The political and social instability that has roiled Haiti in recent months has added to the long-standing problems faced by the nearly 11 million people who live in the poorest country in the Western Hemisphere. Volatile and, at times, violent conditions are a challenge to the U.S. Agency for International Development’s (USAID) effort to help build a stable and economically viable Haiti.
But as John Barsa, the Assistant Administrator for USAID’s Bureau for Latin America and the Caribbean, noted, “The bonds of affection between the U.S. and the Haitian people are solid and they’re not going to go away:”
“So we will always do what we can from country to country to help the Haitian people. . . We will always be there to assist.”
In response to the heightened food insecurity in Haiti, USAID contributed $26.2 million for emergency food assistance programs in FY19 and FY20. This includes the release of 4,600 metric tons of emergency in-kind food assistance distributed by USAID partner UN World Food Program to meet the immediate food needs of approximately 200,000 vulnerable Haitians. It also includes the provision of food vouchers and cash transfers for food to more than 144,000 of the most food insecure Haitians.
Assistant Administrator Barsa said he wished such contributions were unnecessary:
“I would much rather that these Haitian people we’re feeding right now were able to have their own plots of land to grow food, and have a system in place where they wouldn’t have to depend on external hands to feed them.”
In addition to much needed humanitarian aid, U.S. assistance to Haiti focuses on promoting long-term reconstruction and development, economic growth, job creation, and agricultural development.
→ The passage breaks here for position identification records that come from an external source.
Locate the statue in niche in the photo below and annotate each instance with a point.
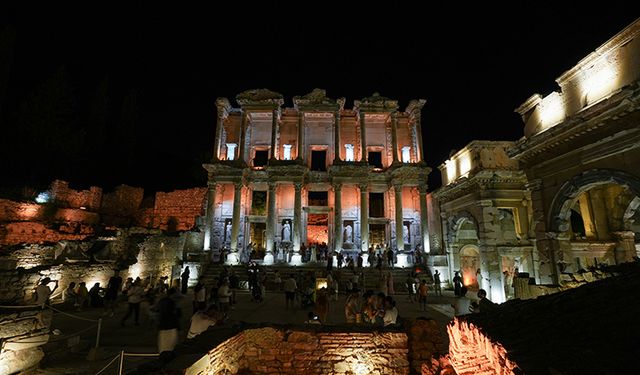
(405, 233)
(228, 232)
(348, 232)
(286, 232)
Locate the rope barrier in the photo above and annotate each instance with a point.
(108, 364)
(72, 315)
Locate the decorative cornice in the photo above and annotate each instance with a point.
(317, 99)
(376, 103)
(260, 98)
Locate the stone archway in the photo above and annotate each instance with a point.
(559, 217)
(469, 265)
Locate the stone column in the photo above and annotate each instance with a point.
(300, 155)
(394, 136)
(336, 131)
(296, 258)
(625, 246)
(274, 133)
(241, 140)
(363, 139)
(209, 216)
(219, 129)
(418, 126)
(337, 218)
(397, 189)
(271, 223)
(232, 257)
(424, 220)
(364, 217)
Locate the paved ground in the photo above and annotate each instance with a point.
(142, 339)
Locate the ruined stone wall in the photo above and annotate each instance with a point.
(279, 351)
(473, 352)
(177, 210)
(62, 194)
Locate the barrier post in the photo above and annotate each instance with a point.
(121, 367)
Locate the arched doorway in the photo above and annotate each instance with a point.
(470, 266)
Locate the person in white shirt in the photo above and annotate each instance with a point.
(43, 292)
(202, 320)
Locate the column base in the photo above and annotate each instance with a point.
(232, 259)
(296, 260)
(268, 259)
(403, 260)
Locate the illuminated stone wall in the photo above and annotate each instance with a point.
(279, 351)
(177, 210)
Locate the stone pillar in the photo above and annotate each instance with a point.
(418, 127)
(363, 138)
(232, 257)
(424, 220)
(397, 190)
(337, 218)
(625, 246)
(300, 155)
(296, 258)
(364, 217)
(336, 131)
(274, 133)
(394, 136)
(241, 140)
(219, 129)
(209, 216)
(271, 223)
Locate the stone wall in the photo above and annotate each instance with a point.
(177, 210)
(284, 351)
(64, 196)
(31, 330)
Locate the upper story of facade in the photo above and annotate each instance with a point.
(317, 133)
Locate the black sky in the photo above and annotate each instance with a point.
(166, 64)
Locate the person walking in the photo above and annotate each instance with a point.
(184, 280)
(168, 322)
(436, 284)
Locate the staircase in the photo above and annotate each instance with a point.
(369, 279)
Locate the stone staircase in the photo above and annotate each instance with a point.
(370, 279)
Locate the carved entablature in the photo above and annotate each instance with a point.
(260, 98)
(410, 174)
(415, 107)
(318, 100)
(224, 107)
(376, 103)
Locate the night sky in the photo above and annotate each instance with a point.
(125, 94)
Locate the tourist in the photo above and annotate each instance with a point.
(461, 305)
(83, 295)
(185, 280)
(168, 322)
(484, 304)
(322, 305)
(422, 295)
(202, 320)
(199, 297)
(69, 296)
(390, 312)
(436, 283)
(289, 288)
(457, 283)
(135, 295)
(95, 297)
(312, 318)
(111, 295)
(43, 292)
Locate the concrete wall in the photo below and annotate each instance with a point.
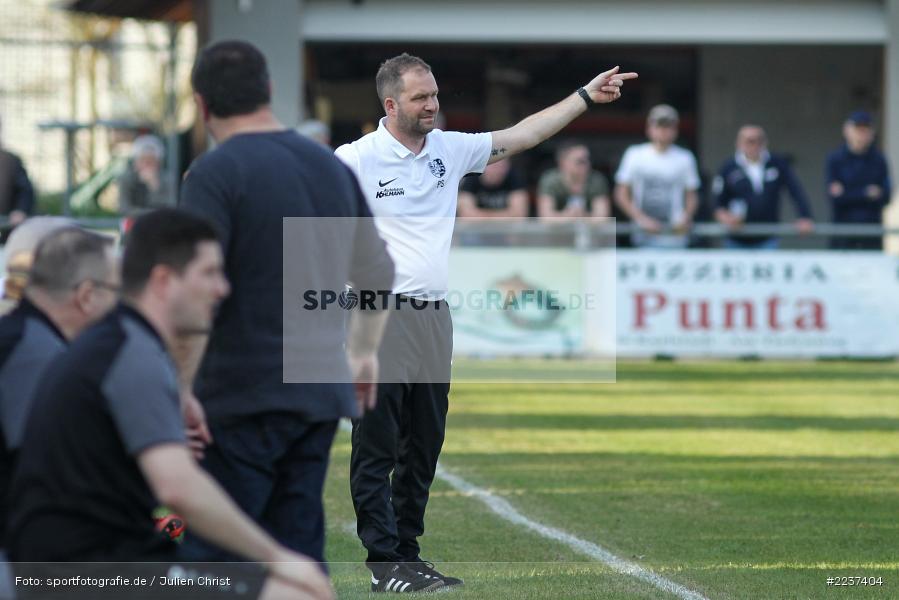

It also aims to provide basic health care and education services and improve the effectiveness of government.
Currently, USAID is placing added emphasis on working with the private sector to help advance these goals, said Assistant Administrator Barsa:
“With the understanding that it isn’t the government’s job to create jobs, it’s the private sector’s, how can we be a catalyst for that private sector investment? Before that can occur anywhere in the world and especially in Haiti, the private sector has to feel it’s a safe place to invest and do business. . .You cannot do development work without having a stable civil society and a secure place to do business.”
Assistant Administrator Barsa said that the U.S. emphasis on the need to strengthen civil society and democratic governance in Haiti is the right one, but warned, “We cannot want this more than the Haitians themselves…Haiti will not be able to have economic prosperity until some of the most basic governance issues are resolved first.”